From Convolution to Attention: Transformer-Based Modeling for Multi-Day Wildfire Spread Forecasting

Wildfire prediction and management is a critical component of environmental risk assessment, especially in the face of increasing climate volatility. Recent advances in remote sensing and artificial intelligence have enabled more precise forecasting of wildfire spread dynamics. However, existing deep learning models often struggle to capture complex spatiotemporal interactions and translate predictions into actionable decisions. This paper addresses this gap by integrating transformer-based prediction with a BDI (Belief–Desire–Intention) reasoning framework for real-time wildfire response.

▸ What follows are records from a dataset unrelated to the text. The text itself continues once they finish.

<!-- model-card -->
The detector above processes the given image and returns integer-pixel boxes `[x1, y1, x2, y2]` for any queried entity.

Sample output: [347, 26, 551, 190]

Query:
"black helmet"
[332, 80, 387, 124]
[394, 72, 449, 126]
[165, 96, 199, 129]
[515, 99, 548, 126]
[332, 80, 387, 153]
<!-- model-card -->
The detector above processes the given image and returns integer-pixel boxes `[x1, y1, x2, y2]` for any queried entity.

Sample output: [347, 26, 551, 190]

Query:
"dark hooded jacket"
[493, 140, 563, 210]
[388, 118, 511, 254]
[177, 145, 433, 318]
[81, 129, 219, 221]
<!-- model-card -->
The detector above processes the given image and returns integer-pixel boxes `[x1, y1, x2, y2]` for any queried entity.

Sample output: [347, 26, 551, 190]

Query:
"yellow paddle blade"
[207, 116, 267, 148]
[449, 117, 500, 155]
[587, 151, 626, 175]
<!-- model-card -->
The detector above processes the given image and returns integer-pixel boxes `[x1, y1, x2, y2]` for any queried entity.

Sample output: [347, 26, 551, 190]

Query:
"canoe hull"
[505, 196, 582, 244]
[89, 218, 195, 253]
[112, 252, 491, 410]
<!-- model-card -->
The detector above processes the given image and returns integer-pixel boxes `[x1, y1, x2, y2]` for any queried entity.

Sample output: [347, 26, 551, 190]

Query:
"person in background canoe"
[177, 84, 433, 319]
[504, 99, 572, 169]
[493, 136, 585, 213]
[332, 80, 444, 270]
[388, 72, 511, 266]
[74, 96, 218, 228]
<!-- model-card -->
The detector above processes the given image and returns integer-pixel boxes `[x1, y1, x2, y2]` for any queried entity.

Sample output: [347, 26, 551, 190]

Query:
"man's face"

The study leverages four open-access datasets: WFED, FIRMS, Sentinel Hub, and a custom ERA5 + MODIS + SRTM fusion, encompassing fire masks, vegetation indices, meteorological parameters, and topographic features. The proposed methodology constructs spatiotemporal tensors with learnable positional encodings, processed through a multi-head attention transformer to predict burnt area masks and spread direction vectors. These predictions inform a role-specific BDI reasoning layer to generate adaptive action plans. The novelty lies in combining attention-driven deep learning with symbolic goal-based decision modelling in an operational wildfire management context. We evaluated the model performance using F1-score, IoU, MAE, directional accuracy, and AIC-based feature importance. Results show the proposed Transformer + BDI system significantly outperforms prior CNN-based approaches, achieving an F1 score of 0.75 and reducing prediction MAE to 7.4 km² across datasets, while offering interpretable and actionable wildfire response insights.